We have holiday traditions in my family that in some form date back to when my grandparents were children while some started with my parents and so only go back one generation from me. Some have been modified more than others. Some haven’t changed that much. We now make Grandma’s traditional frozen salad with miniature marshmallows rather than cutting up big ones with scissors. We no longer include bananas in it since my mom is allergic to them. As my family has lived in different places over the years, going to see the lights at Christmas time has definitely changed as we’ve had to fit the community we lived in. My Grandpa always got a wind-up toy on his plate at Christmas dinner when he was a child. His were intricate and made of metal. Ours are simple and generally made of plastic.

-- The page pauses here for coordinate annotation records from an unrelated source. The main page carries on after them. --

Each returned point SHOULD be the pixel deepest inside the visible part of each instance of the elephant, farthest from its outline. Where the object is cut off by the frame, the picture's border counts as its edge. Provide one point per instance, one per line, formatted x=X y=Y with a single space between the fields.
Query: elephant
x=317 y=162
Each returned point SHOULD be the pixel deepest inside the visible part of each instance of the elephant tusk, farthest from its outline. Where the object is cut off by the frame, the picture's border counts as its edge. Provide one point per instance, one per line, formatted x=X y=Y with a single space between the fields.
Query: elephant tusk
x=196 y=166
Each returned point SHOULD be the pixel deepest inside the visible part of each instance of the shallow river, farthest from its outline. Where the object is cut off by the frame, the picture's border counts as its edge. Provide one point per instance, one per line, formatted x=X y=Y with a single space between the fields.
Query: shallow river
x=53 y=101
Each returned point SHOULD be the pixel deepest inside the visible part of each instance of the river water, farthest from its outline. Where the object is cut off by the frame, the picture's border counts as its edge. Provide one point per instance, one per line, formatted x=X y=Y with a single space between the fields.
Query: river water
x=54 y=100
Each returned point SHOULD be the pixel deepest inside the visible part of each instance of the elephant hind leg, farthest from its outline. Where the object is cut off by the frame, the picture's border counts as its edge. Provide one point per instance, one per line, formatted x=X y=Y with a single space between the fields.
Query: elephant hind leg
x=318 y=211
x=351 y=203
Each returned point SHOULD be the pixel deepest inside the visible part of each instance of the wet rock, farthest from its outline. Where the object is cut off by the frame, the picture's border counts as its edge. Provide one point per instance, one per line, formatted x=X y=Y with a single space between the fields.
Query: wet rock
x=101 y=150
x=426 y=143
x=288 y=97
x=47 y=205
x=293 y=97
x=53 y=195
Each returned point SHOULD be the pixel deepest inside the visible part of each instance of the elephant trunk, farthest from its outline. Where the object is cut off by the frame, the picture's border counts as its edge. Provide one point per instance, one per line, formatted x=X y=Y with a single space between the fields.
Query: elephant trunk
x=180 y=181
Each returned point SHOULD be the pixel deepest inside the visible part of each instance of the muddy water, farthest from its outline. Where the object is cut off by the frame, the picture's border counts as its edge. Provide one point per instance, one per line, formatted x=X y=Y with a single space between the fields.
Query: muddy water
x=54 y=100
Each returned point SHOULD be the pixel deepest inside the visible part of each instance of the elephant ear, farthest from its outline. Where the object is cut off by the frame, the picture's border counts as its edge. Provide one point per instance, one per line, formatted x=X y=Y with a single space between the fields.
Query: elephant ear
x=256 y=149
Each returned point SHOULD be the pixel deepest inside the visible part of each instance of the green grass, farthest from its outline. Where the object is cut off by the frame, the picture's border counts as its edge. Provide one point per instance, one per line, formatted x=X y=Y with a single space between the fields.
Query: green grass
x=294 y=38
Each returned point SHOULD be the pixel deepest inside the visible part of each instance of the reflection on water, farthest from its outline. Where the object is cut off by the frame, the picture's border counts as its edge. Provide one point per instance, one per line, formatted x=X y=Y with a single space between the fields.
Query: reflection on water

And now we’re creating a baby family. This is an opportunity to evaluate our traditions and find the ones that really mean something to us and really tie us to others. What’s more, there are two whole sets of traditions to merge together.

It’s been a tradition in my family since 1982 to open a music box on Christmas Eve. When I moved out I started my own collection and threw a holiday party for my friends (which became a tradition for some of them) each year and would ask a special friend from the year to open it for me. Now that I’m married it’s moved back to Christmas Eve and we opened our first music box as a family last year.

We also made our own stockings last year. My husband is studying ancient Hebrew and Greek so he can read the Bible in its original languages. So when he got to pick what he put on his stocking he chose the aleph and tav. It really fits him perfectly. I decided to do silver snowflakes instead. My goal this year is to get our names on them.

Getting married at the beginning of November allowed us to jump right into the holiday season and its traditions as we started our family. Here are a few things we did that helped us.

1. Actually talk about traditions. Ask about them. What did your spouse’s family do for the holidays? How did they celebrate birthdays? Are there any foods they associate with anything? Decorations? Activities? It is a really fun way to get to know your spouse and their family even better.

2. Find the meaning in the traditions. What traditions do you particularly enjoy? What traditions mean something to you? Why do you enjoy them? What do they mean?

3. Find ways to merge the two sets of traditions. You might not keep all of both sets, but if you know what ones have meaning to you, you’ll end up finding ways to keep those, even if they do have to change some to fit your new situation. More traditions just means more ties to people and places. The traditions might even complement each other rather than conflict with each other so it won’t end up an either/or situation.

4. One of the things we did that helped the most, we spent our first holiday season alone with just our new family. That forced us to create our own ways to celebrate. Living in different states made that easy for us. If you live close to family, maybe set aside part of the day just for your new family while still spending time with your larger family. We did use web cams to spend time with our families, so we could watch his family play pinochle and my nephew open his presents.

5. Start your own traditions. What has meaning in your relationship that you want to celebrate? How are you going to enhance your life together? These can be big or small. It can be the way you say good-bye to each other in the morning or celebrating the day you met or declaring Monday to be taco day.

Slowly we are moving away from my traditions and his traditions and towards our traditions. We’re tying ourselves to both of our families, while still creating our own.